I don't understand!

Hi. Can any one tell me more about pprms?
I am still not clear what it means.
Also I am going for the drip infusion soon.
What can I expect as side effects apart from low imunity?

Many thanks


hate to say it WHO DOES understand it?

what i know is this. You start and you never have remissions so its with you on a level at all times. However, i have read that it can quietened down for a time then kick off again. I call that the calm before the storm.

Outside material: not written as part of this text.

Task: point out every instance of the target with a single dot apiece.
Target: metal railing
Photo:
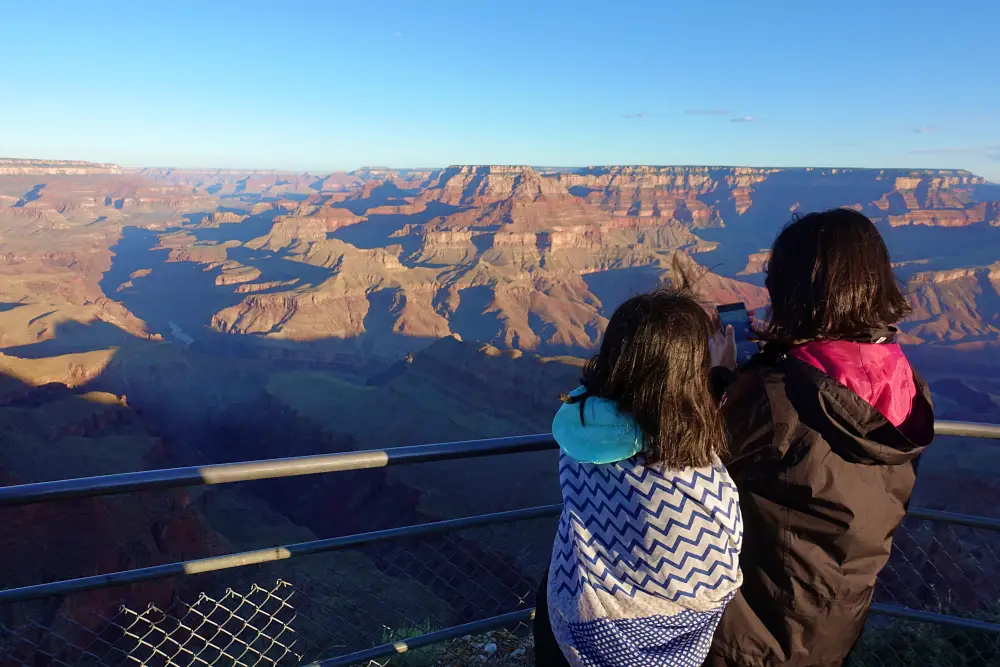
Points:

its rare actually not so many people get diagnosed with it. Mine started slowly and over time, and each year it would get a little worse. went from walking the dog to using a scooter, etc.

after 21 years from onset of what i believe was my first symptom going blind thankfully temporarily in one eye, i am now housebound as i cant get out on my own. I can still use my legs to a degree but slowly having to sit more and more on my rollator to rest after just a few steps. i only use my electric wheelchair out.

from MS society. Primary progressive MS | Multiple Sclerosis Society UK

are you starting Ocrevus?

And who understands MS? It’s the most infuriating mishmash of symptoms, varying names of the different types (RR/SP/PP/RP/benign…) and so many of us with different diagnoses share many symptoms.

Equally, two people could have the same subtype of MS, diagnosed at the same age, at the same time and with the same access to drugs and yet they’ll differ in symptoms, disability, etc, etc.

Half of the (non MS specialist) doctors, nurses and other health professionals don’t understand MS. My colorectal surgeon said to one of the nurses (about me), ‘she’s got really bad MS’! Idiot. I said, ‘actually I have bad disability from MS’. In terms of ‘bad MS’, there are many people who’ve had far more and way more serious relapses and/or progression than me.

As far as I understand it, PPMS affects about 15% of people diagnosed with MS. It is characterised purely by the lack of a relapse/remission pattern. But people experience of PP varies massively. Some people are diagnosed and very rapidly become disabled. Others have a slower, more creeping progression and disability.

All any of us can do is gradually learn our own variant of MS. Keeping a diary helps. So long as we remember to write in it!!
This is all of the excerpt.